# Conzelman Rd is open!



## eychow (Jul 8, 2011)

Been up Conzelman Rd to Hawk Hill and down around the Headlands 
The pavement is fantastic! The west side of the bridge is open to bicyclists and work is still being done on that span too. On foggy days, it's hard to see until you come right up on it.

Here's some pics from a ride out there last Weds.

Larkspur Ferry to the Marin Headlands | Ride Chronicles


----------



## chickenfried (Sep 5, 2007)

Good news! Too bad on Monday it's back to the old rules for the west sidewalk.


----------



## bushpig (Jun 24, 2006)

Just visiting the area.
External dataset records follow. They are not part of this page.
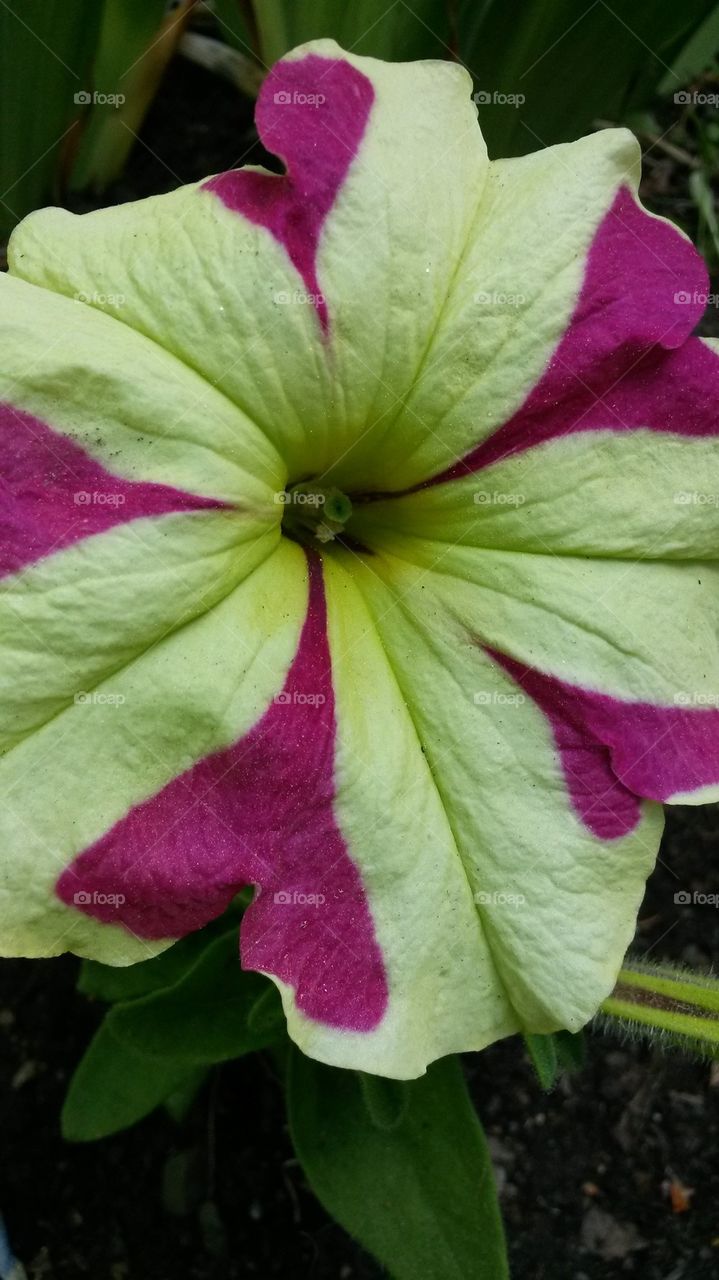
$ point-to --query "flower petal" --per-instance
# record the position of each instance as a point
(120, 520)
(195, 693)
(343, 264)
(557, 903)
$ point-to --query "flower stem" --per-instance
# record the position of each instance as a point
(669, 1004)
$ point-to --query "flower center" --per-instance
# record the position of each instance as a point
(314, 513)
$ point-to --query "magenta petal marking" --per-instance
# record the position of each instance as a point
(627, 360)
(259, 813)
(54, 494)
(311, 113)
(614, 753)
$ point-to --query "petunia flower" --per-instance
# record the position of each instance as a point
(360, 534)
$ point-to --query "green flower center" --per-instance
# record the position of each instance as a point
(314, 513)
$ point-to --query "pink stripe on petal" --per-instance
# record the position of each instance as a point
(616, 753)
(54, 494)
(311, 113)
(259, 813)
(627, 360)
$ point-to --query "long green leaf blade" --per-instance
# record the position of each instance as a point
(412, 1182)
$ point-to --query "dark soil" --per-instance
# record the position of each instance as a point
(585, 1171)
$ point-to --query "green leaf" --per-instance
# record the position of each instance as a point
(543, 1054)
(548, 51)
(137, 40)
(370, 27)
(418, 1194)
(204, 1018)
(114, 1087)
(550, 1055)
(110, 983)
(45, 53)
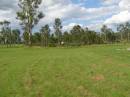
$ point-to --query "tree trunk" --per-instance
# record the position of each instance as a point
(30, 38)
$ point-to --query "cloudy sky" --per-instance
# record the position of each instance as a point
(90, 13)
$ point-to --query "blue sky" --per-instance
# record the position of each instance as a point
(87, 13)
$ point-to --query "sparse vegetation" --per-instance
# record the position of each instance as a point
(91, 71)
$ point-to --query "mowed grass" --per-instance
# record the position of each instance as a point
(91, 71)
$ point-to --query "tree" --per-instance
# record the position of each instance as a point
(77, 33)
(45, 34)
(58, 28)
(104, 31)
(29, 16)
(6, 32)
(16, 36)
(124, 30)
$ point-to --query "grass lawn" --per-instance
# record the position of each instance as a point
(91, 71)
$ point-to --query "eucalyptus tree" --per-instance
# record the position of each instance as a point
(16, 36)
(77, 33)
(104, 31)
(124, 29)
(5, 32)
(29, 15)
(58, 30)
(45, 34)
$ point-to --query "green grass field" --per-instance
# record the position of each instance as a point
(91, 71)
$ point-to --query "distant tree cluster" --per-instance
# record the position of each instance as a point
(77, 36)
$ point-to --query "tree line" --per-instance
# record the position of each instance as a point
(29, 15)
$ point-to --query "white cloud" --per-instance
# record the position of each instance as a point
(70, 26)
(122, 17)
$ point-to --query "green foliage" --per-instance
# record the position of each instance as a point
(91, 71)
(58, 28)
(29, 15)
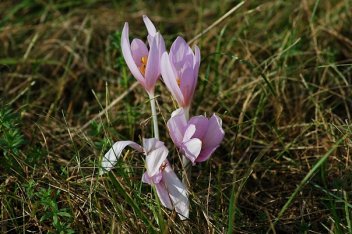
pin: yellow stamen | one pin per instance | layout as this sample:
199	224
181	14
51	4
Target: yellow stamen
143	66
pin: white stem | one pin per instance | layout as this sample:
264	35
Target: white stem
154	115
186	163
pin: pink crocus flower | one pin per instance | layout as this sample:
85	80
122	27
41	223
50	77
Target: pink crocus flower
171	191
144	64
179	70
196	138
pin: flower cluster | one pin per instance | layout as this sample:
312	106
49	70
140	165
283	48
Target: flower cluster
196	137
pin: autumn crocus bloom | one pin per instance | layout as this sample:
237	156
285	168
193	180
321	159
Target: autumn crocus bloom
179	70
196	138
144	64
171	191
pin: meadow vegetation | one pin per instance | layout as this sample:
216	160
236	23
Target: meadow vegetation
277	72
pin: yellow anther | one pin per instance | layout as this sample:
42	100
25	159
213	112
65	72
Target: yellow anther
143	65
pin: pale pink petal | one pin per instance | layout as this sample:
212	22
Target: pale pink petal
161	45
139	50
201	123
150	144
192	149
150	26
196	60
170	79
152	71
146	178
190	130
195	69
215	133
127	54
206	153
155	159
187	84
177	192
181	55
111	157
163	195
212	139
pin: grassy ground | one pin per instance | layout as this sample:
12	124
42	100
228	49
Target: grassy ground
279	74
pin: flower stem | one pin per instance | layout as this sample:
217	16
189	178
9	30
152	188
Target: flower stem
154	115
186	163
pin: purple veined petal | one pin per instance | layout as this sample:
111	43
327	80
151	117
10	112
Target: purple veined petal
152	71
127	54
190	130
181	55
111	157
196	60
201	123
192	148
187	84
215	133
163	195
177	125
206	153
177	192
146	179
150	144
150	26
161	45
139	50
170	79
155	159
195	69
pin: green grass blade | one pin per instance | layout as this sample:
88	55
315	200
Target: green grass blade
306	178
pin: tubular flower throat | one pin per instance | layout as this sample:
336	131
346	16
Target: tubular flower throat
143	65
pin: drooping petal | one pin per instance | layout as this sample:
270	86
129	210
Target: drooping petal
150	26
201	123
206	153
177	125
170	79
139	50
150	144
127	54
190	130
192	149
152	72
177	192
212	138
163	195
215	133
152	180
155	159
111	157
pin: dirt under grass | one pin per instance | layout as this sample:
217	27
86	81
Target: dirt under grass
278	73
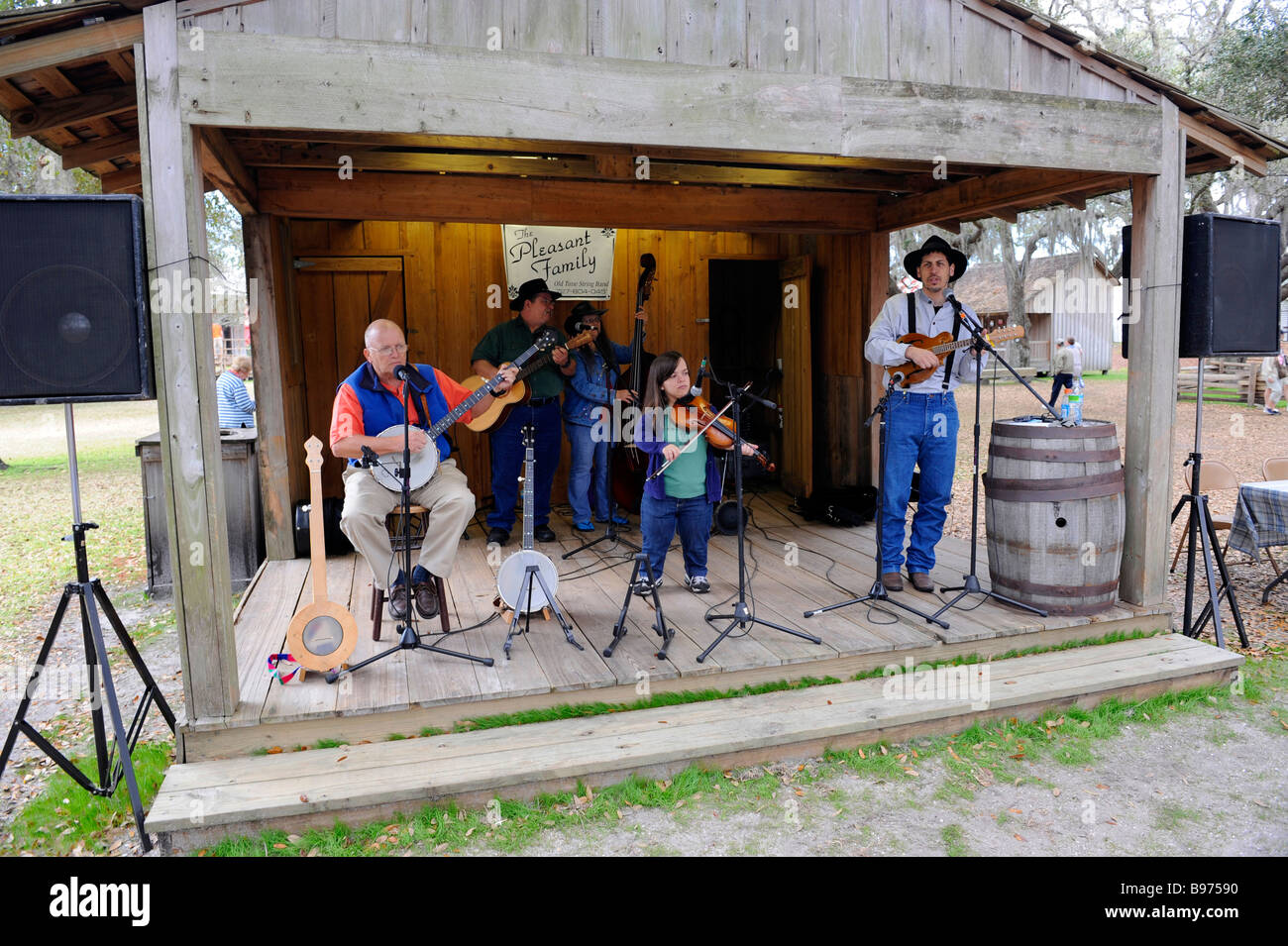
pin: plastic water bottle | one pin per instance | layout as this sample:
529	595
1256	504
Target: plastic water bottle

What were the old rules?


----------



## chickenfried (Sep 5, 2007)

> BICYCLISTS RETURN TO REGULAR USE PATTERNS which are: weekends: bikes are on the west sidewalk and on weekdays bikes are on east sidewalk all hours except 3:30 pm to sunset they are on the west sidewalk.]


----------



## singlespeed.org (Feb 14, 2006)

chickenfried said:


> Good news! Too bad on Monday it's back to the old rules for the west sidewalk.


I didn't think they were that close to finishing the work on the East Sidewalk. Thanks for the heads up.


----------